Buenos días hermanas y hermanos, les saludamos a todos ustedes que hoy se han hecho presentes en esta peregrinación parroquial por la Paz y la Justicia. Agradecemos a todos su presencia, así también a los hermanos y hermanas de las parroquias de El Bosque, de Simojovel y de Amatán. También agrademos a los hermanos sacerdotes que hoy nos acompañan.  De manera especial queremos agradecer a los hermanos y hermanas de Suecia, que hoy están con nosotros. Ellos pertenecen al movimiento sueco por la reconciliación. Muchas gracias.
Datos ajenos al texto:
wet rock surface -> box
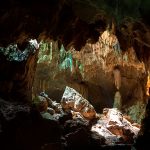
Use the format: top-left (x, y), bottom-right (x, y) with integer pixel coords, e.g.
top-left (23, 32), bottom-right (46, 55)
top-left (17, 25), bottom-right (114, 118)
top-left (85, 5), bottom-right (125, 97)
top-left (0, 87), bottom-right (140, 150)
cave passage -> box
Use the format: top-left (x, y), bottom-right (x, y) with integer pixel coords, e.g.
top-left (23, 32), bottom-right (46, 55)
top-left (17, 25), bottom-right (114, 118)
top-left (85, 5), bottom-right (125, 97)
top-left (0, 0), bottom-right (150, 150)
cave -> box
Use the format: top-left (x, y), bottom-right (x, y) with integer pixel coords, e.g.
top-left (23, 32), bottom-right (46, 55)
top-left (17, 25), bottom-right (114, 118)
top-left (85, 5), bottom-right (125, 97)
top-left (0, 0), bottom-right (150, 150)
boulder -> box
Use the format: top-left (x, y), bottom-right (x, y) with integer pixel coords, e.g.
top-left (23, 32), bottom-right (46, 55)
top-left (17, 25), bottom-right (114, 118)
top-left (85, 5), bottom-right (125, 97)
top-left (61, 86), bottom-right (96, 120)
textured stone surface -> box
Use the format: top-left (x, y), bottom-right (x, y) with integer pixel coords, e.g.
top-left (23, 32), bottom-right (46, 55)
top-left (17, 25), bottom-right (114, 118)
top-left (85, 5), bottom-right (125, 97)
top-left (91, 108), bottom-right (140, 145)
top-left (61, 87), bottom-right (96, 119)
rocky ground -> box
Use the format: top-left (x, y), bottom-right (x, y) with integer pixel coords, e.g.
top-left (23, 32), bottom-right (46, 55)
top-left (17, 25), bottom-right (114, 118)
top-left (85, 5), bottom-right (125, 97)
top-left (0, 87), bottom-right (140, 150)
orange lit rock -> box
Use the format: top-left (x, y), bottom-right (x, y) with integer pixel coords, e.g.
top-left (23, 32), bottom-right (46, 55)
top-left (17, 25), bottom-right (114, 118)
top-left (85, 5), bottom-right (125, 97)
top-left (61, 86), bottom-right (96, 119)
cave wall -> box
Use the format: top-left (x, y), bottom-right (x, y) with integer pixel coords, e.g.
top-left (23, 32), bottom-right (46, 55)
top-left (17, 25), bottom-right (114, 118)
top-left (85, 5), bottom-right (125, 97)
top-left (0, 44), bottom-right (38, 103)
top-left (33, 34), bottom-right (147, 122)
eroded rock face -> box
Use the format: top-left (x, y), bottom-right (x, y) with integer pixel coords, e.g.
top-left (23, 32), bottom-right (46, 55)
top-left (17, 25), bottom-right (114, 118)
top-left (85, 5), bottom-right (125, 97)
top-left (0, 42), bottom-right (38, 102)
top-left (61, 87), bottom-right (96, 119)
top-left (91, 108), bottom-right (140, 145)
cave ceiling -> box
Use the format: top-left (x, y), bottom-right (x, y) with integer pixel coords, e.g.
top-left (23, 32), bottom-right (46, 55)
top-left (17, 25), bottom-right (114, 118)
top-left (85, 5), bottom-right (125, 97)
top-left (0, 0), bottom-right (150, 61)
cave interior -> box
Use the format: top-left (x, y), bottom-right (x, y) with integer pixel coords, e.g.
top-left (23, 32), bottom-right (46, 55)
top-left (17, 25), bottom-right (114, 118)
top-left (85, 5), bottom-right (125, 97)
top-left (0, 0), bottom-right (150, 150)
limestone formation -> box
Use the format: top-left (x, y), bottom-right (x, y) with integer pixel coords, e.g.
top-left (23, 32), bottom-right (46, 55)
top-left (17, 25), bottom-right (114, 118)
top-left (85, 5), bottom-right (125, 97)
top-left (61, 87), bottom-right (96, 119)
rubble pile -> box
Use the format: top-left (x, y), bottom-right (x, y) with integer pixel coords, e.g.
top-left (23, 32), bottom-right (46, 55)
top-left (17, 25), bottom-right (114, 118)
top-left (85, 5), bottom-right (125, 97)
top-left (34, 87), bottom-right (140, 145)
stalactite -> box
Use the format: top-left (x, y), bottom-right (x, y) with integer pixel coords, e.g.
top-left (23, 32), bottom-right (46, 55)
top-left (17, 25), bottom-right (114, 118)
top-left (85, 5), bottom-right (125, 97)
top-left (113, 66), bottom-right (121, 90)
top-left (113, 91), bottom-right (122, 110)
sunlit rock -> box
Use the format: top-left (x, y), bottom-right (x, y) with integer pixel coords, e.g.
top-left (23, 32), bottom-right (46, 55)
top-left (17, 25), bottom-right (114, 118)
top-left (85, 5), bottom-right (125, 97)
top-left (91, 108), bottom-right (140, 144)
top-left (61, 87), bottom-right (96, 119)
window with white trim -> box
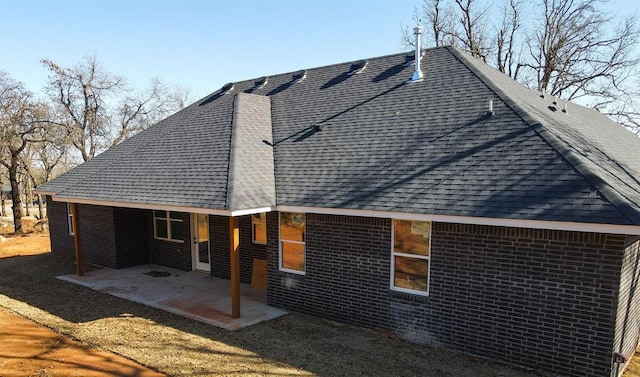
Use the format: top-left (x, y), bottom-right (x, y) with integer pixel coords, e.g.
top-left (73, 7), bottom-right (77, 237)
top-left (391, 220), bottom-right (431, 296)
top-left (251, 212), bottom-right (267, 245)
top-left (153, 210), bottom-right (184, 242)
top-left (278, 212), bottom-right (306, 275)
top-left (67, 203), bottom-right (73, 236)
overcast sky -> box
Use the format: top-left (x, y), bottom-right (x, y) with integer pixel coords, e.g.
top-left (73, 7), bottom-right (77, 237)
top-left (0, 0), bottom-right (640, 97)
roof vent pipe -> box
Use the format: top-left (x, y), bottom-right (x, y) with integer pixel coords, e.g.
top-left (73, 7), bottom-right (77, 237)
top-left (407, 26), bottom-right (424, 83)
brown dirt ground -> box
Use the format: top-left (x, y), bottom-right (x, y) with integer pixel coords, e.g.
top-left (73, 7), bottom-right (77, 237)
top-left (0, 235), bottom-right (640, 377)
top-left (0, 233), bottom-right (51, 258)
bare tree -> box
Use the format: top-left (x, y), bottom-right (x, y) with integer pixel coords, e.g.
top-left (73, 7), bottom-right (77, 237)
top-left (0, 72), bottom-right (40, 234)
top-left (496, 0), bottom-right (522, 80)
top-left (410, 0), bottom-right (640, 132)
top-left (42, 56), bottom-right (194, 161)
top-left (41, 56), bottom-right (125, 161)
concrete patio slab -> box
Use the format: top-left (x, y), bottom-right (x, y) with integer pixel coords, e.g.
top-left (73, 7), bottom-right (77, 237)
top-left (58, 265), bottom-right (287, 331)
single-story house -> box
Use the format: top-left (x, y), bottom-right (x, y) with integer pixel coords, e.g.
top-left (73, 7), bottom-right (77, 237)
top-left (38, 30), bottom-right (640, 377)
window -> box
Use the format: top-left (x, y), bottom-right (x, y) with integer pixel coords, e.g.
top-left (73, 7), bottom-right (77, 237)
top-left (67, 203), bottom-right (73, 236)
top-left (391, 220), bottom-right (431, 296)
top-left (153, 210), bottom-right (184, 242)
top-left (279, 212), bottom-right (306, 274)
top-left (251, 213), bottom-right (267, 245)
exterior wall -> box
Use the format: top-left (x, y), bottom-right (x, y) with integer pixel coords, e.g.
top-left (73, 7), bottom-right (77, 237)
top-left (113, 207), bottom-right (153, 268)
top-left (147, 211), bottom-right (193, 271)
top-left (77, 204), bottom-right (117, 268)
top-left (47, 196), bottom-right (75, 255)
top-left (209, 215), bottom-right (266, 284)
top-left (268, 213), bottom-right (625, 376)
top-left (612, 237), bottom-right (640, 376)
top-left (209, 215), bottom-right (231, 279)
top-left (238, 216), bottom-right (267, 284)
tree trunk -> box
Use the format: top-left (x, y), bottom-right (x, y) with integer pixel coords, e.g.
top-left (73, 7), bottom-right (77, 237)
top-left (9, 154), bottom-right (22, 234)
top-left (0, 188), bottom-right (7, 217)
top-left (23, 180), bottom-right (31, 216)
top-left (38, 194), bottom-right (45, 219)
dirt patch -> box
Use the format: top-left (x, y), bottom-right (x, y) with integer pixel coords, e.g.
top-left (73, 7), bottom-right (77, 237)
top-left (0, 233), bottom-right (51, 258)
top-left (0, 308), bottom-right (163, 377)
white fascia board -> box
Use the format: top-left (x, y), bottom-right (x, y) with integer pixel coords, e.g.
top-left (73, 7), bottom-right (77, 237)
top-left (231, 207), bottom-right (273, 217)
top-left (33, 188), bottom-right (58, 196)
top-left (52, 196), bottom-right (232, 216)
top-left (45, 196), bottom-right (640, 236)
top-left (274, 206), bottom-right (640, 236)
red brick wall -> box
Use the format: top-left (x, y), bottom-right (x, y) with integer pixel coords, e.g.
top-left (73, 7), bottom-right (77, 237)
top-left (268, 213), bottom-right (625, 376)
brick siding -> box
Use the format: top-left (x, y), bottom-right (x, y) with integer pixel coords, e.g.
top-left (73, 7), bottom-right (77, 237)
top-left (209, 215), bottom-right (266, 284)
top-left (613, 237), bottom-right (640, 376)
top-left (268, 213), bottom-right (625, 376)
top-left (148, 211), bottom-right (192, 271)
top-left (113, 207), bottom-right (153, 268)
top-left (47, 196), bottom-right (75, 255)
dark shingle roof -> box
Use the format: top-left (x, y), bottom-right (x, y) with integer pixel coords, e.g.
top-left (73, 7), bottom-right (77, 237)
top-left (42, 48), bottom-right (640, 225)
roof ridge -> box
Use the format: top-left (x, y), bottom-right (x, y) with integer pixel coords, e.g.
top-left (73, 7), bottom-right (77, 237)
top-left (446, 46), bottom-right (640, 224)
top-left (50, 103), bottom-right (210, 196)
top-left (196, 46), bottom-right (449, 102)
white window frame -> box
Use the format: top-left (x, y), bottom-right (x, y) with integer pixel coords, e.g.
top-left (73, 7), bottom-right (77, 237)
top-left (153, 209), bottom-right (184, 243)
top-left (67, 203), bottom-right (74, 236)
top-left (278, 211), bottom-right (307, 275)
top-left (389, 219), bottom-right (433, 296)
top-left (251, 212), bottom-right (266, 245)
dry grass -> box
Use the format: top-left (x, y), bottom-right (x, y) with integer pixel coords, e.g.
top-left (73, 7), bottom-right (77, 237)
top-left (0, 237), bottom-right (592, 377)
top-left (0, 307), bottom-right (162, 377)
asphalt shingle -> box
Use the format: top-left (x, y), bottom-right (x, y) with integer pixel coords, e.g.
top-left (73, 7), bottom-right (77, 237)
top-left (42, 48), bottom-right (640, 225)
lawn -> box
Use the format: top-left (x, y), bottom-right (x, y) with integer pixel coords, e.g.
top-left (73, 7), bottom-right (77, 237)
top-left (0, 235), bottom-right (639, 377)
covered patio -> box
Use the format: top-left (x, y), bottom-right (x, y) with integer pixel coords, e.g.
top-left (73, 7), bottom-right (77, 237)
top-left (58, 265), bottom-right (287, 330)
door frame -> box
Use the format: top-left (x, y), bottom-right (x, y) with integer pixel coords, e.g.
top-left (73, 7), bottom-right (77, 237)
top-left (191, 213), bottom-right (211, 272)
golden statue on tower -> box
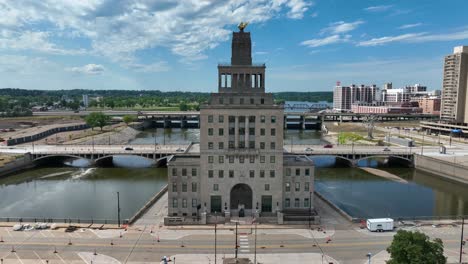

Muchos se han preguntado del porqué de esta peregrinación y acto religioso, se preguntan si es necesario o no. Y hoy podemos decir con total seguridad que si es necesario. Hoy hemos peregrinado como pueblo de Dios, como pueblo que a lo largo del camino experimentamos, a través de nuestra fe, la presencia del Dios vivo que nos ha llamado a la vida, Dios que nos ha llamado a la existencia y que quiere para nosotros la felicidad en este mundo y la vida plena en su gloria. Hoy damos una mirada general a la vida de nuestras comunidades y nos damos cuenta de que la fe está presente de distintas maneras, pero no la vida. Constatamos en nuestras comunidades un sistema de muerte establecido, sistema de muerte enraizado en las comunidades y que se manifiesta de distintas maneras. Ya San Juan, en el libro del Apocalipsis describe a un gran dragón de muchas cabezas, signo de la maldad. Y esa misma maldad en la que hoy vivimos y se manifiesta de múltiples maneras.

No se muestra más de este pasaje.